Ice algal bloom development on the surface of the Greenland Ice Sheet

  • 1. Bristol Glaciology Centre, University of Bristol,12 Berkely Square, Bristol, BS8 1SS, UK, 2School of Biological Sciences, University of Bristol, 24 Tyndall Avenue, Bristol, BS8 1TQ, UK
  • 2. Bristol Glaciology Centre, University of Bristol,12 Berkely Square, Bristol, BS8 1SS, UK
  • 3. Department of Geography, The University of Sheffield, Sheffield, S10 2TN, UK
  • 4. School of Earth and Ocean Sciences, Cardiff University, Main Building, Park Place, Cardiff, CF10 3AT, UK
  • 5. School of Biological Sciences, University of Bristol, 24 Tyndall Avenue, Bristol, BS8 1TQ, UK

Description

It is fundamental to understand the development of Zygnematophycean (Streptophyte) micro-algal blooms within Greenland Ice Sheet (GrIS) supraglacial environments, given their potential to significantly impact both physical (melt) and chemical (carbon and nutrient cycling) surface characteristics. Here, we report on a space-for-time assessment of a GrIS ice algal bloom, achieved by sampling an ∼85 km transect spanning the south-western GrIS bare ice zone during the 2016 ablation season. Cell abundances ranged from 0 to 1.6 × 104 cells ml−1, with algal biomass demonstrated to increase in surface ice with time since snow line retreat (R2 = 0.73, P < 0.05). A suite of light harvesting and photo-protective pigments were quantified across transects (chlorophylls, carotenoids and phenols) and shown to increase in concert with algal biomass.

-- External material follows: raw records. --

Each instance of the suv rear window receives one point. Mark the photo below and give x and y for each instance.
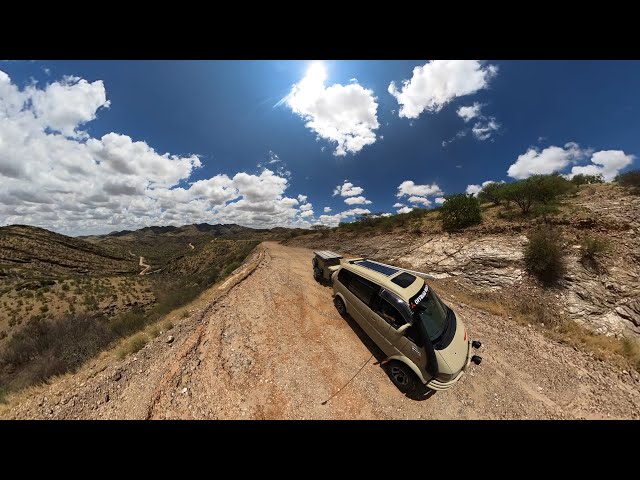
(362, 288)
(404, 279)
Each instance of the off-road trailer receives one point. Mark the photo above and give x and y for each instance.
(325, 263)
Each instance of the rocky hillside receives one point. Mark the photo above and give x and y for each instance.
(489, 257)
(25, 249)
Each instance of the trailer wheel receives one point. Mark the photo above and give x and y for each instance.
(317, 273)
(340, 306)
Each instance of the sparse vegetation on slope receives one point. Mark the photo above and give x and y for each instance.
(630, 180)
(544, 254)
(51, 345)
(460, 211)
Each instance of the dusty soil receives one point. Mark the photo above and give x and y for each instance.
(269, 344)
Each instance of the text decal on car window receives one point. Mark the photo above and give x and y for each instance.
(420, 297)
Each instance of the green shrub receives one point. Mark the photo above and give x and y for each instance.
(42, 349)
(128, 322)
(522, 193)
(543, 210)
(460, 211)
(583, 179)
(544, 254)
(543, 189)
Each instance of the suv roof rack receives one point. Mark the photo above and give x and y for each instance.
(327, 254)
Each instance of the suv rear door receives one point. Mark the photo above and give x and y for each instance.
(393, 312)
(359, 292)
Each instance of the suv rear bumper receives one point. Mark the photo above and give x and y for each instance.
(435, 384)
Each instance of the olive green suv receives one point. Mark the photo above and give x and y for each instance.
(424, 340)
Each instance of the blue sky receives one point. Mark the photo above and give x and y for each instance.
(97, 146)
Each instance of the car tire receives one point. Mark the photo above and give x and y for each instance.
(340, 306)
(402, 376)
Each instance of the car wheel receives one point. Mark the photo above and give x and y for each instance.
(402, 376)
(340, 306)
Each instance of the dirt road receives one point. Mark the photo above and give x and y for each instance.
(274, 346)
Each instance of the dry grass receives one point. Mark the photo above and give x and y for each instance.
(132, 345)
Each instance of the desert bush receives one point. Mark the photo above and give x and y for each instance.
(460, 211)
(522, 193)
(128, 322)
(583, 179)
(543, 189)
(542, 210)
(544, 254)
(42, 349)
(549, 187)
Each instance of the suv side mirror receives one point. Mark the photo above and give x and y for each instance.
(403, 328)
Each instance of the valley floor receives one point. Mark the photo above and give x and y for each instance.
(269, 344)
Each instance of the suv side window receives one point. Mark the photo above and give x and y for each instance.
(344, 277)
(388, 312)
(362, 288)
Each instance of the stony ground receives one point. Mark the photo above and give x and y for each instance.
(268, 344)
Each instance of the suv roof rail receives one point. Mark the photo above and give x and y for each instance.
(396, 269)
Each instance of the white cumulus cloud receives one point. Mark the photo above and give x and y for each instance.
(346, 115)
(438, 82)
(551, 159)
(607, 163)
(55, 176)
(485, 128)
(475, 189)
(357, 201)
(347, 189)
(422, 200)
(470, 112)
(409, 188)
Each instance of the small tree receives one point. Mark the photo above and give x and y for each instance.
(521, 193)
(584, 179)
(459, 211)
(544, 254)
(547, 188)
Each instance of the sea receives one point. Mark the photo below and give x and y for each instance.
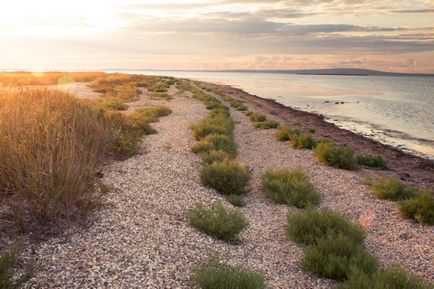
(394, 110)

Ice algal communities drove net autotrophy of surface ice, with maximal rates of net production averaging
0.52 ± 0.04 mg C l−1 d−1, and a total accumulation of 1.306 Gg C (15.82 ± 8.14 kg C km−2) predicted for the 2016 ablation season across an 8.24 × 104 km2 region of the GrIS. By advancing our understanding of ice algal bloom development, this study marks an important step toward projecting bloom occurrence and impacts into the future.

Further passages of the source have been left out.